Resources to discuss suicide prevention and awareness as well as to seek help.
September is a National Suicide Prevention Awareness month, a month to appreciate people with mental health conditions. We raise awareness on this taboo and stigmatized topic that families and society fail to accept and learn. Furthermore, this is a month we create awareness by spreading hope and important information to society. Therefore, the focus will not only be on people affected by mental health conditions but even those around them.
As devastating as mental illness can be, it is likely to affect anyone regardless of gender, age, background, and race. Suicide is a serious issue that most people tend to overlook. In addition, many don’t pay any attention to their thoughts until the unfortunate event happens.
What is suicide?
Suicide is when someone plans to harm themselves with the goal of ending their life. As a result, they end up dying. However, if one plans to end their life and fails that is called a suicide attempt.
How to identify the warning signs of someone with suicidal thoughts?
- Somehow people who plan to attempt suicide constantly speak about wanting to die or killing themselves.
- They talk about not having a reason to live or see a need to live.
- In most cases, they feel empty inside and have no faith in life
- Out of nowhere, they start saying their goodbyes to their loved ones
- It is most likely those who feel trapped with no solution
What you need to know about suicide prevention awareness;
- On the 10th of September, the world remembers people who are affected by suicide. Moreover, it is the day we create awareness for those who struggle with suicide thoughts and offer treatment where necessary.
- Research shows that people with suicidal thoughts feel relief after speaking to someone about their issues.
5 steps for helping people with mental illness
- Talk and offer an ear to them: sometimes talking to someone and asking about their wellbeing is helpful.

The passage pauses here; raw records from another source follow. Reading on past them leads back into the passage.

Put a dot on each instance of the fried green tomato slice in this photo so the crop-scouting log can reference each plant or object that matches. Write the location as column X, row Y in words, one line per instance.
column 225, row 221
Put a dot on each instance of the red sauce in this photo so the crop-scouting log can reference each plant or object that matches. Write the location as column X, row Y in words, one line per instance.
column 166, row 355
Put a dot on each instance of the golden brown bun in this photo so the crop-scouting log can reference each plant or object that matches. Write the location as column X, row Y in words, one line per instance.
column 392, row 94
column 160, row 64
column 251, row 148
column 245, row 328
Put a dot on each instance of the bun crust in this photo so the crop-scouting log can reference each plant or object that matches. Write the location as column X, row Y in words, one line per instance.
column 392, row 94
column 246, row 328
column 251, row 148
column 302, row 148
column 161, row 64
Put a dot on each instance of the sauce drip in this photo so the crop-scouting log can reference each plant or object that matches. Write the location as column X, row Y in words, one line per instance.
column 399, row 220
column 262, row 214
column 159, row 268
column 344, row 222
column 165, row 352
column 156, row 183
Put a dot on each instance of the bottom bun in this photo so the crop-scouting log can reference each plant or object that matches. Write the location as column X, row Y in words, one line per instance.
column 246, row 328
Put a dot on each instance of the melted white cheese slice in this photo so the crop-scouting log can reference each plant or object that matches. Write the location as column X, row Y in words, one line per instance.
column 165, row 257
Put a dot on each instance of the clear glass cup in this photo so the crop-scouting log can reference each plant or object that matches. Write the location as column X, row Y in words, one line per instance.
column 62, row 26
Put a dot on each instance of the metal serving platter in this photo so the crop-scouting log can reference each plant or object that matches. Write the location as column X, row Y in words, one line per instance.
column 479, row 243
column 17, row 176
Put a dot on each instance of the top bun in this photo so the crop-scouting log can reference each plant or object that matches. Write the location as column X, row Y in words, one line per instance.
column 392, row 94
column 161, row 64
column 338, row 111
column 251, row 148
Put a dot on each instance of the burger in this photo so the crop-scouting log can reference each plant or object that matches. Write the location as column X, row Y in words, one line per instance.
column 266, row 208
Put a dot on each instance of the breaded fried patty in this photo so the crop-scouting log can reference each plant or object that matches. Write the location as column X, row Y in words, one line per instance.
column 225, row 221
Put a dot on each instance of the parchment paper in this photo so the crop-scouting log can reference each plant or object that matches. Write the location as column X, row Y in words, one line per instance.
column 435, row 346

Again, at some time, it is helpful to just lend an ear and listen without disruptions.
- Keep them and their place safe: a suicidal person can use lethal items to get the job done. Ensuring that they have no access to highly lethal items can go a long way. Also, make sure they are safe from themselves.
- Be there and offer a support system: research shows that talking about suicide reduces suicidal thoughts. So, lending your ear can actually save someone’s life. Don’t make them feel judged.
- Connect them with professionals: You can call SADAG to talk on behalf of a loved one, colleague, or friend. Here are the numbers to contact 0800 21 22 23 (8am to 8pm), 0800 12 13 14 (8pm to 8am), or SMS 31393.
- Always check up on them: make sure you stay connected with them always and show them, love.